Une période de réveil et des études marquaient les années suivantes. C'était clair que le féminisme de deuxième vaque n'emportait pas une réponse valable: pour les femmes divorcées il n'avait point de place pour négocier sur le partage des taches ménagères. Les employeurs ne voulaient pas les embaucher, si ce n'était pas pour un salaire aumôné. Ayant ni l'argent, ni le temps étaient inconcevable pour les femmes.

Comment le législateur à organisé l'infériorité des femmes.?C'était sur cette question que les femmes-RMIstes se plièrent. A contradiction avec les féministes, la réponse fut cherchée et trouvée dans la systématique du droit.

QUELQUES CONSTATIONS PRéALABLES
Le travail dans le foyer n'est pas reconnu. Comment le législateur a fait disparaitre la notion non_travail?
Chaque femme en couple avec un job rémunéré reste femme au foyer. Pour l'employeur la différence entre le statut d'un homme et la femme est évidente. A suivre....

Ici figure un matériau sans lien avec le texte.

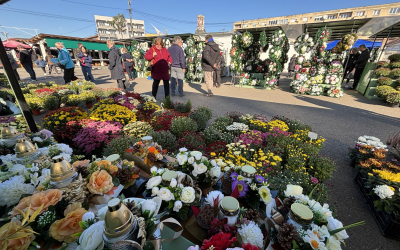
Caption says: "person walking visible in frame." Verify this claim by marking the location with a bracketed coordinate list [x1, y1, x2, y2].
[122, 48, 136, 81]
[17, 45, 36, 81]
[351, 44, 369, 90]
[344, 48, 360, 89]
[168, 36, 187, 96]
[213, 52, 225, 88]
[55, 42, 78, 84]
[46, 53, 59, 75]
[7, 53, 21, 81]
[288, 54, 297, 77]
[201, 35, 220, 97]
[35, 56, 46, 75]
[107, 40, 129, 89]
[144, 37, 172, 98]
[78, 46, 94, 82]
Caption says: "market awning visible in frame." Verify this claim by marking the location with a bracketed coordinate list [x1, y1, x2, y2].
[46, 37, 123, 50]
[326, 39, 382, 50]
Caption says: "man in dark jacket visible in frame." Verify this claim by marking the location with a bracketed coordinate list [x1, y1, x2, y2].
[168, 36, 187, 96]
[107, 40, 129, 89]
[201, 35, 220, 96]
[352, 44, 369, 89]
[17, 45, 36, 81]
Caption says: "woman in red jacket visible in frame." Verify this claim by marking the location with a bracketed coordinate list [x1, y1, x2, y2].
[144, 37, 172, 98]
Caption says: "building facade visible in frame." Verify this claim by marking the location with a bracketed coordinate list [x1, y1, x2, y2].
[233, 2, 400, 30]
[94, 15, 146, 41]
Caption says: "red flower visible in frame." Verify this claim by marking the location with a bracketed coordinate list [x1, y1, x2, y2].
[201, 232, 236, 250]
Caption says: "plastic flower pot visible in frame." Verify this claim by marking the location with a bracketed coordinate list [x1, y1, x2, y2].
[32, 109, 40, 115]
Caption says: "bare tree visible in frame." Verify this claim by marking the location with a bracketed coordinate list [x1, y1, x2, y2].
[109, 13, 126, 38]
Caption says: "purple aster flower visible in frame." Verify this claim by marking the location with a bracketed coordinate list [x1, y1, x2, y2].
[256, 175, 265, 183]
[230, 173, 238, 180]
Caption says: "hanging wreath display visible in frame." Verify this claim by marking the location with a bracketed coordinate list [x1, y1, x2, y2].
[315, 27, 332, 42]
[241, 32, 253, 48]
[271, 29, 287, 46]
[328, 86, 343, 98]
[294, 33, 314, 54]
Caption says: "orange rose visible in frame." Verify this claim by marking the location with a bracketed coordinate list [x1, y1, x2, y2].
[49, 208, 87, 243]
[87, 170, 114, 195]
[9, 189, 62, 217]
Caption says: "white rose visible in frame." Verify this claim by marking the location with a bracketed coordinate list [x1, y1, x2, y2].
[181, 187, 196, 203]
[172, 201, 182, 212]
[210, 167, 221, 177]
[328, 217, 349, 241]
[151, 187, 160, 196]
[285, 184, 303, 197]
[77, 221, 104, 250]
[169, 178, 178, 187]
[142, 200, 157, 214]
[176, 154, 187, 165]
[192, 163, 207, 177]
[157, 188, 175, 201]
[188, 156, 194, 164]
[147, 176, 162, 189]
[82, 212, 95, 221]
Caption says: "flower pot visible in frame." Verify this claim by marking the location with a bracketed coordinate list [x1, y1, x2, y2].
[31, 109, 40, 115]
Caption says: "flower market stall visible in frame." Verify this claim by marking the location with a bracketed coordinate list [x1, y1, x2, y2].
[0, 77, 368, 250]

Par lisa le 28 avril 2010 à 15h32
Ecolo ne rime pas avec sacrifice

Madame Badinter,
Vous n'avez rien compris ! Pourquoi ne parlez-vous pas de l'époque ou c'était l'allaitement maternel qui était visé du doigt ? Et alors quand les femmes voulaient allaiter il fallait qu'elles suivent un protocole qui n'avait aucun sens, et ne marchait pas évidement, que dans le but de vouloir tout contrôler par le corps médical (éssentiellement des hommes). Aujourd'hui nous avons repris ce qui nous appartient, ce qu'on nous a volé. Si le rôle de nouricière est valorisé, biensûr plus de femmes allaitent et allaiteront. Et l'enfant dans tout ça, on lui laisse le choix ? Son épanouissement, sa santé ? L'allaitement crée une indépendance incomparable, plus de bibirons à stériliser, à emporter, à réchauffer, les réveils nocturnes sont plus supportables... On sort de chez soi sans se poser la question comment et où nourir l'enfant, ça va de soi.
Et les couches lavables ne sont pas comparables aux langes de l'époque. Madame Badinter, ce n'est pas moi qui lavent les couches, j'ai une machine à laver, pas vous ? Et j'ai un mari qui a 2 bras pour changer le bébé ! Je ne pense pas que les nouveaux papas ne changent pas plus un enfant en couches jetables qu'en couches lavables. Et les bébés ne font pas plus souvent caca avec les couches lavables... souvent même, les enfants sont propres plus tôt, donc ça fait finalement moins de corvée dans la durée. Vouloir s'occuper de son enfant, le coocooner, l'allaiter (ou essayer d'allaiter), le porter, le mettre en couches lavables ne rime pas avec se sacrifier mais avec contribuer à une vie meilleure à l'homme ou la femme que deviendra cet enfant, au niveau de sa santé, son épanouissement, son environnement et lui apporter ce que la société ne peux lui apporter, celà nous met dans un état de bien-être et dans l'épanouissement personnel accompli... Et cet engagement ne nous prend que 2 ans par enfant en moyenne et aura des résultats positifs pour tout le reste de sa vie.